Consider a softmax layer from Aditya Srinivas Menon's tutorial:
def softmax(x):
exp_element=np.exp(x-x.max())
return exp_element/np.sum(exp_element,axis=0)
This uses some of NumPy's broadcast facilities ("spooky action at a distance"); it is instructive to compare Apple's rank facility, which is entirely explicit (to a fault).
λxs.
{ m ⟜ (⋉)/* _1 xs; a ⟜ [e:(x-m)]`[0] xs
; n ⟜ ((+)/)`{1} (a::M float)
; ⍉([(%x)'y]`{0,1} n a)
}
((+)/)`{1}
takes sums over the array's 1-cells, defaulting to iterating over the first
axis.

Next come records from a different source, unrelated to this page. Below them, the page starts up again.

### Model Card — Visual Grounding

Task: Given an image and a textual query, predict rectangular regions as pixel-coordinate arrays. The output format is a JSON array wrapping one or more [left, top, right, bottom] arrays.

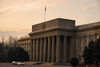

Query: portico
[[30, 18, 75, 63]]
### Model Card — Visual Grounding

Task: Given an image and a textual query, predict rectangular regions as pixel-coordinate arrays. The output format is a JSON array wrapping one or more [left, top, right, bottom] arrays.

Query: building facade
[[19, 18, 100, 63]]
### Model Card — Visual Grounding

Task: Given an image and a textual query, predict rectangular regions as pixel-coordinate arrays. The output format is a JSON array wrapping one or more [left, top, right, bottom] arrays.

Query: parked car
[[12, 61, 17, 65], [17, 62, 24, 65]]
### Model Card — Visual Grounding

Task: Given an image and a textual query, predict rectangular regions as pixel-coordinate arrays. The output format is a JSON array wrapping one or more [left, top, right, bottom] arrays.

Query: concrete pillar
[[30, 40, 33, 61], [51, 36, 56, 62], [43, 37, 47, 62], [33, 39, 36, 62], [63, 36, 67, 63], [48, 37, 52, 62], [36, 39, 40, 62], [56, 35, 61, 63], [40, 38, 43, 62]]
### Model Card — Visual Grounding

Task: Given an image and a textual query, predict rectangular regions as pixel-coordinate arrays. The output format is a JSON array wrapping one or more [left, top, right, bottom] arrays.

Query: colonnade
[[32, 35, 71, 63]]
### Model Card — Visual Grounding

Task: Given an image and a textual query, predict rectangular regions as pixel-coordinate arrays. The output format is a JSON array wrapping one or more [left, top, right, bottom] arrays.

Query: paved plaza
[[0, 62, 72, 67]]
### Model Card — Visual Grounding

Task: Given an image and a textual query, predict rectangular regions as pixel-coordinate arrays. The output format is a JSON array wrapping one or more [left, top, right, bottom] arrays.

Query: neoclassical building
[[19, 18, 100, 63]]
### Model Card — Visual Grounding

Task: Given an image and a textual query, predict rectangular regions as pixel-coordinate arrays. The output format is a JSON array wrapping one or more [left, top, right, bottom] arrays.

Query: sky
[[0, 0, 100, 40]]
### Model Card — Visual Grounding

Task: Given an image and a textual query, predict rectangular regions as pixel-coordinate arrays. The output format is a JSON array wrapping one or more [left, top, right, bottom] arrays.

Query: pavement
[[0, 62, 72, 67]]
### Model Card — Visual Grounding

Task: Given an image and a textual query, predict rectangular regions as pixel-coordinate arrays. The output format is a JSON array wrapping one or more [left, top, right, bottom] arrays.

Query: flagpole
[[44, 0, 46, 22]]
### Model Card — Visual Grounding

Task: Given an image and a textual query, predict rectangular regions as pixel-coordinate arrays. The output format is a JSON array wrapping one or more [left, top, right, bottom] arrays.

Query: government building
[[19, 18, 100, 63]]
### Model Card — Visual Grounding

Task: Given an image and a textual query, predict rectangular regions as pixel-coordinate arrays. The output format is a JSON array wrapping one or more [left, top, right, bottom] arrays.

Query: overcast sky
[[0, 0, 100, 41]]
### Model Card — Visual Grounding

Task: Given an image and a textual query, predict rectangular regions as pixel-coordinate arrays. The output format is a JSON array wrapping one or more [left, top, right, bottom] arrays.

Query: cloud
[[0, 31, 29, 41], [82, 4, 96, 11], [0, 0, 69, 14]]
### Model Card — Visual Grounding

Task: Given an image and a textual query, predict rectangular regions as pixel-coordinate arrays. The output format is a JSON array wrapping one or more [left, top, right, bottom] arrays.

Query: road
[[0, 63, 72, 67]]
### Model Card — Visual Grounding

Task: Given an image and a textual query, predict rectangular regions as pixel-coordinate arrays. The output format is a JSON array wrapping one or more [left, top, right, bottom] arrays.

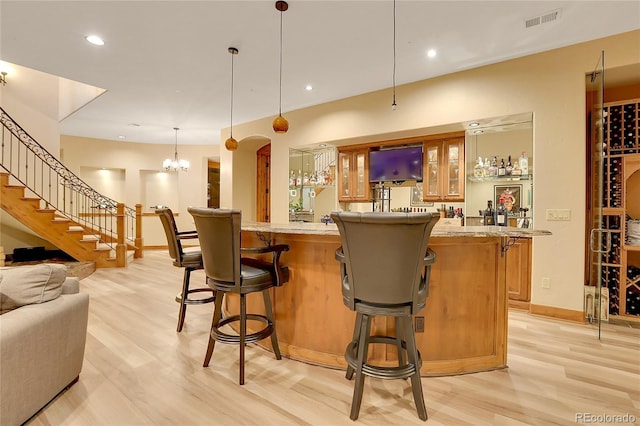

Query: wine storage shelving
[[601, 99, 640, 317]]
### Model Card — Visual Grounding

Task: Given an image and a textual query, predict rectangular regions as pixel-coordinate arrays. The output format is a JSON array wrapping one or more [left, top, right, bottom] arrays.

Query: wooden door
[[256, 144, 271, 222]]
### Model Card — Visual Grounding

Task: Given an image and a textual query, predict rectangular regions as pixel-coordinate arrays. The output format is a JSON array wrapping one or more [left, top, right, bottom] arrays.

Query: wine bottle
[[498, 158, 507, 176], [518, 151, 529, 176], [482, 200, 496, 226], [496, 202, 507, 226], [473, 157, 484, 177]]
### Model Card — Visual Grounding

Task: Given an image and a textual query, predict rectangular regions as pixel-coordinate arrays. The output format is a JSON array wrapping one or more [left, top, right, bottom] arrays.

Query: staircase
[[0, 108, 142, 268]]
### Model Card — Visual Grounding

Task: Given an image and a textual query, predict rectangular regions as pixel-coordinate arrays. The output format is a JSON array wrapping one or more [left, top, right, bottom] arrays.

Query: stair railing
[[0, 107, 142, 266]]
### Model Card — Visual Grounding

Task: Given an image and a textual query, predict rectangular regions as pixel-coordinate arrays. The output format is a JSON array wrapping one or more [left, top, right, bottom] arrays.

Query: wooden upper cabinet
[[338, 148, 371, 202], [422, 137, 465, 201]]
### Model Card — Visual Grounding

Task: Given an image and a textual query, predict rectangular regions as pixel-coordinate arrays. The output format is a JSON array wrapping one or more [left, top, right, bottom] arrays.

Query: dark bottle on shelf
[[482, 200, 496, 226], [496, 202, 507, 226], [498, 158, 507, 176]]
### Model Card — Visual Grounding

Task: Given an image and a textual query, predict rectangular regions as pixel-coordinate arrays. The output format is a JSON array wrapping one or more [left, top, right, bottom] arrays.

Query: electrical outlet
[[546, 209, 571, 221]]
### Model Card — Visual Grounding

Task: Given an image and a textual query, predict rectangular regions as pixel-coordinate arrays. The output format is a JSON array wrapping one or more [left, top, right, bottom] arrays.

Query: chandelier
[[162, 127, 189, 172]]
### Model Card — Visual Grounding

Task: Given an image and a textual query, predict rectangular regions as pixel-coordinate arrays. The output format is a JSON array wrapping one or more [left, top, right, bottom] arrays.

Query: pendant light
[[224, 47, 238, 151], [391, 0, 398, 111], [273, 1, 289, 133], [162, 127, 189, 172]]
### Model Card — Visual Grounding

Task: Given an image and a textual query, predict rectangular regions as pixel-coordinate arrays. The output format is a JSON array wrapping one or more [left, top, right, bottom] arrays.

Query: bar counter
[[235, 222, 550, 376]]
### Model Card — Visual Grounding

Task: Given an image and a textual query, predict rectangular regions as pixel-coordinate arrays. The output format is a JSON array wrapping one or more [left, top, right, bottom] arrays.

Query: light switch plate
[[546, 209, 571, 221]]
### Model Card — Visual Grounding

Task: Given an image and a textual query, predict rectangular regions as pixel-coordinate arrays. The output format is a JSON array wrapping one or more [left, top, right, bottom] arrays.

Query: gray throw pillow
[[0, 263, 67, 314]]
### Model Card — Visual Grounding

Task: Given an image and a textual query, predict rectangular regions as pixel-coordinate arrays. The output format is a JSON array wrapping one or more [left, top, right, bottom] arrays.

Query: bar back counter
[[232, 223, 550, 376]]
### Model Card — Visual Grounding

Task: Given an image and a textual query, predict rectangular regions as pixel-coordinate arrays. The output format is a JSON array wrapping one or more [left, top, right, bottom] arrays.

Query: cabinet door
[[338, 149, 371, 201], [442, 138, 465, 201], [506, 238, 531, 302], [422, 138, 465, 201], [338, 152, 351, 201], [351, 151, 369, 201], [422, 141, 442, 201]]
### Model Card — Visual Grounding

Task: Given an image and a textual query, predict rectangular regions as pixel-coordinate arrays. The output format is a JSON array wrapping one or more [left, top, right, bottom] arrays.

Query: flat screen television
[[369, 146, 422, 182]]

Rank in Apple was designed with type inference in mind; one has
> :ty \f.\x.\y. f`{0,1} x y
(a → Vec i b → c) → Arr sh a → Arr (i `Cons` sh) b → Arr sh c
([(%x)'y]`{0,1} n a)
selects 0-cells (floats) from n
and 1-cells from a
and normalizes these 1-cells. A transpose (⍉) is necessary to massage the
dimensions at the end, which suggests that the design of Apple's rank facilities
was ill-considered.